Cloud comms proponents such as Xelion see little future in the traditional on-premise PBX market. Xelion observes that a number of major manufacturers have vacated the space in recent times, and argues that on-premise PBX systems will only be required in the large corporate enterprise sector. "SMEs are rapidly moving over to hosted solutions," stated Xelion UK Managing Director Dave Reynolds (pictured).
He observed that the pressure on customers to migrate to SIP or hosted voice is mounting as BT Wholesale will no longer accept orders for ISDN from 2020. "Many organisations will discover that their legacy on-premise PBX is not compatible with SIP and be unfit for purpose," added Reynolds. "This is a great sales opportunity for our partners."
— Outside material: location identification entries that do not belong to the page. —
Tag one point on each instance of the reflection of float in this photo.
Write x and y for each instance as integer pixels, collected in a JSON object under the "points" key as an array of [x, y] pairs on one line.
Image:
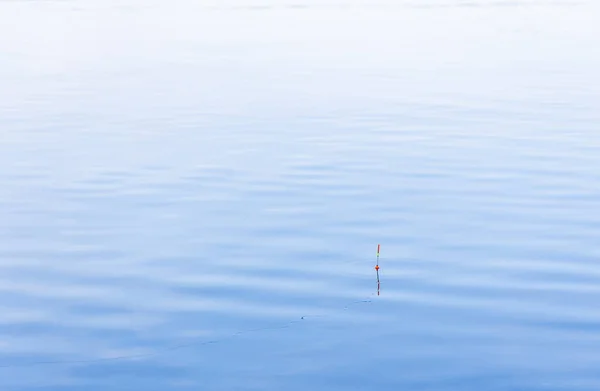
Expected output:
{"points": [[377, 268]]}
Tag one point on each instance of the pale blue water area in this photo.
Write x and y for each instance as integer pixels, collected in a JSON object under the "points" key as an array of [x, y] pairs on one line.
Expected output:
{"points": [[192, 194]]}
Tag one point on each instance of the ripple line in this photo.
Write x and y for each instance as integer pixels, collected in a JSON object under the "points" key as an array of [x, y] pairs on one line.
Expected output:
{"points": [[180, 346]]}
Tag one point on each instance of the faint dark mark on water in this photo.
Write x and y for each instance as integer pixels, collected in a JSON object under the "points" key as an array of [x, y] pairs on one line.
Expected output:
{"points": [[177, 346]]}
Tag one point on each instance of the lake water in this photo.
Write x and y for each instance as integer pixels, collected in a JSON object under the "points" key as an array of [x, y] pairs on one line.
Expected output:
{"points": [[192, 194]]}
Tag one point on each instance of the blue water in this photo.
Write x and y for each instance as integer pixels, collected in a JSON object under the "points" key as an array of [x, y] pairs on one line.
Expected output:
{"points": [[192, 194]]}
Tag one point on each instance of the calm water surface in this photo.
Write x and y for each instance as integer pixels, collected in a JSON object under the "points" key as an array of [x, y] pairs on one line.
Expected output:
{"points": [[191, 195]]}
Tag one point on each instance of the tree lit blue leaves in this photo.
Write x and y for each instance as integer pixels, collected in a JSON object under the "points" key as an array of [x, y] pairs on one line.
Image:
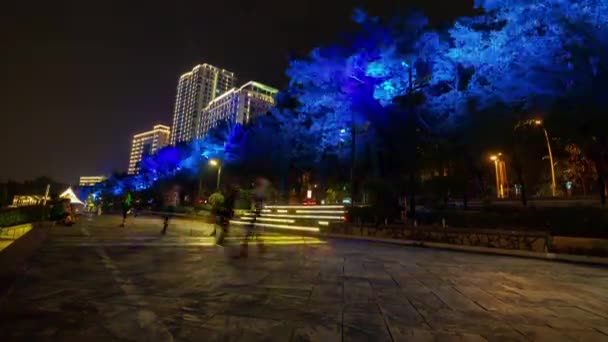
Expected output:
{"points": [[516, 53]]}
Xelion’s UK customer base has grown to 10,000 seats with a total base of over 140,000 users. Monthly growth is running at 2,500 to 3,000 users, and 90 per cent of Xelion users use the desktop app every business day. "Our principal focus is to achieve one million subscribers by the end of 2022 via channel partners," added Reynolds.
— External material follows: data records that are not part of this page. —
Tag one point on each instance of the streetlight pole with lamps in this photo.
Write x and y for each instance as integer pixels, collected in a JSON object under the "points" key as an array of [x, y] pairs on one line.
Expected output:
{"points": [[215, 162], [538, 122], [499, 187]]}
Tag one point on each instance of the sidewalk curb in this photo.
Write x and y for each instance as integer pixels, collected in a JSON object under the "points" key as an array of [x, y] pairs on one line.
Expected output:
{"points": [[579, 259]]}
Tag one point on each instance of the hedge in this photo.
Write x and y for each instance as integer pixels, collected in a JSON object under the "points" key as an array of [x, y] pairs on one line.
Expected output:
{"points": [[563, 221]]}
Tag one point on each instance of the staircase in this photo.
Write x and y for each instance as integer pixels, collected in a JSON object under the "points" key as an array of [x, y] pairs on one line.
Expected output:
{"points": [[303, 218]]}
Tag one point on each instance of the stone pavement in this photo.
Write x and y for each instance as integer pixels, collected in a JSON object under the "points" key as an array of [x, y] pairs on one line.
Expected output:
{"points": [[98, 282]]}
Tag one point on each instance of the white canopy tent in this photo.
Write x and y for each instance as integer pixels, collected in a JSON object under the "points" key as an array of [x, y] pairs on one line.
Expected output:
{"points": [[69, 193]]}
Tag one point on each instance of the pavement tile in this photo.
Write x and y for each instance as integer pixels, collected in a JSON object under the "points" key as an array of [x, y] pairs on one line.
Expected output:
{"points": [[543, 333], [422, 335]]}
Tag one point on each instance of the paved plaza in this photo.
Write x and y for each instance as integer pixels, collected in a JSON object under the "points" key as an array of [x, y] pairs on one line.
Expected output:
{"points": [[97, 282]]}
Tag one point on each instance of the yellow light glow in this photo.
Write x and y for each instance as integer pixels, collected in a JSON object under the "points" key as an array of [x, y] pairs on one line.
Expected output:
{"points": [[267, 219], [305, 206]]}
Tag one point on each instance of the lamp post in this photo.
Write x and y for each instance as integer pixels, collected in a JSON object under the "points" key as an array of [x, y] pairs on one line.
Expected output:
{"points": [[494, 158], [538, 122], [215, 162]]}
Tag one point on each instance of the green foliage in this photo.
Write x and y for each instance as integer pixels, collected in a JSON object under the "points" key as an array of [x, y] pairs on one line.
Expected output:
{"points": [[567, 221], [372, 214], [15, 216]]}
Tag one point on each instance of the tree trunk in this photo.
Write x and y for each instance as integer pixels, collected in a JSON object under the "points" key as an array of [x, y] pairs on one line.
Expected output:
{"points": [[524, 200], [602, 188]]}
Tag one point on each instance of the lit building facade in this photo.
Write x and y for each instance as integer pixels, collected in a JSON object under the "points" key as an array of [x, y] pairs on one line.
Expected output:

To speed things along Xelion provides its hosted telephony service free to channel partners, enabling them to familiarise themselves with the features and functions of the service so they can better communicate these to customers. Another key advanced by Xelion to help comms and IT resellers unlock hosted comms revenues is integration with other back office solutions. "This is why Xelion 7 has RESTful APIs allowing third party apps such as MS Exchange and Office 365 to be integrated seamlessly with the service," explained Reynolds. "This gives our partners the freedom to design bespoke solutions with best of breed apps instead of a one-size-fits-all service. By adding value our partners generate profit."
One reason why the majority of resellers are not moving to hosted is a lack of mainstream providers
Reynolds also noted that there is still some hesitancy among IT support companies regarding hosted telephony, but he says voice resellers have fully embraced the technology to the extent that many no longer sell on-premise PBX hardware. "Those IT support companies that are nervous about voice comms will find that deploying hosted telephony is much simpler than conventional PBX systems and requires far less after sales support as configuring hosted solutions can be done by the customer," added Reynolds.
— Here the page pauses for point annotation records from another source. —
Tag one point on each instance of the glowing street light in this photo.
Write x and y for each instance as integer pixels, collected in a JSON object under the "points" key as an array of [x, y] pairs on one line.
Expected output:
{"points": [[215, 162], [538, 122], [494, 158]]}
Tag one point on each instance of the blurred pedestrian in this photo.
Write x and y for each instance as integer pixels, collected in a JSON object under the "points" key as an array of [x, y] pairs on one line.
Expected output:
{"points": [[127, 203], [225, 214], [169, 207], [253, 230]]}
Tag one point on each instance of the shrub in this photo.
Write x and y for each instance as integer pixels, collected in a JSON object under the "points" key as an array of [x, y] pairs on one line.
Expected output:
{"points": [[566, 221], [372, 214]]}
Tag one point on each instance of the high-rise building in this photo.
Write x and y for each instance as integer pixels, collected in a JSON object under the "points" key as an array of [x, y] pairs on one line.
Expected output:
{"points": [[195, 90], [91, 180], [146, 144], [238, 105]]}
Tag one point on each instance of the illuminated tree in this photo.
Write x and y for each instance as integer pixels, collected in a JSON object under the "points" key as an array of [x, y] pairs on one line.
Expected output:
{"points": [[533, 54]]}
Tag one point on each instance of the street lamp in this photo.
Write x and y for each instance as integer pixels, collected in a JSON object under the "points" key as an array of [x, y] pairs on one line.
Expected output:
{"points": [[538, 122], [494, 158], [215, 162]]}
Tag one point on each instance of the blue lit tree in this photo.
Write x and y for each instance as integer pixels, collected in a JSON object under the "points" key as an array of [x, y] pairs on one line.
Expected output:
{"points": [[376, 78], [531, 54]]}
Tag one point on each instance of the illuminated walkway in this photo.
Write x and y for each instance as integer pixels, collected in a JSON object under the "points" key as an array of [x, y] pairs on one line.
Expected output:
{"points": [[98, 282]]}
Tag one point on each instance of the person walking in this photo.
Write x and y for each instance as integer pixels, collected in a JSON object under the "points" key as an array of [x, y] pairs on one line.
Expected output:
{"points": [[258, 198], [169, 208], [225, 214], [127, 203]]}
TelcoSwitch Sales Director Paul Gibbs agrees that the key to helping comms and IT resellers unlock hosted comms revenues is to make it easy - easy to adopt, understand, deploy and support. "This process creates and underpins partnerships rather than one dimensional transactional buy-sell relationships," he said. "Having a hosted proposition that keeps the traditional functions that the end user expects but can also morph into a collaborative tool is also important."
In Gibbs' experience most end users expect to see a hosted quote and want to adopt an opex strategy. "The main point of hesitation for comms resellers is the effect of the opex model on their cashflow," he stated. "IT resellers have been more aligned to recurring revenues for a longer period of time and tend to be less hesitant about adopting these type of technologies. If resellers don't adopt they will be left with a base that is worth x1 if anything. Confidence is key."
Voiceflex, which has been a cloud voice carrier since its inception in 2005, is seeing growth across the board from SoHo to enterprise and Taylor expects high demand to accelerate as he ramps up the introduction of a range of applications from messaging to full UC, WebRTC and APIs from a growing range of companies. Late last year the company became Unify's only UK Cloud Service Provider and one of only three worldwide. "Our main priorities are to get the product into our existing channel and Unify partners and to educate them on the differentiation between Circuit with OpenScape provided by a CSP," stated Paul Taylor, Sales & Marketing Director. "We will be launching Circuit as a standalone application which can be used as a UC add on to any on-premise telephone application."
Resellers seeking to establish a cloud partnership would be wise to take the long-term view, advises Taylor, who advocates 'mainstream' players as being key. "Not all hosted providers will survive in the long-term, so you need to ask yourself where your business will be if a provider stops trading," he commented.
"When the point arrives for a reseller to sell their business, will the potential purchaser be interested in an unknown or niche provider? There seems to be a new hosted supplier launching every week. One reason why the majority of resellers are not moving to hosted is a lack of mainstream providers. Most new hosted systems coming into the market are license only with the reseller adding SIP trunking from their preferred supplier. This is all well and good until there’s a problem."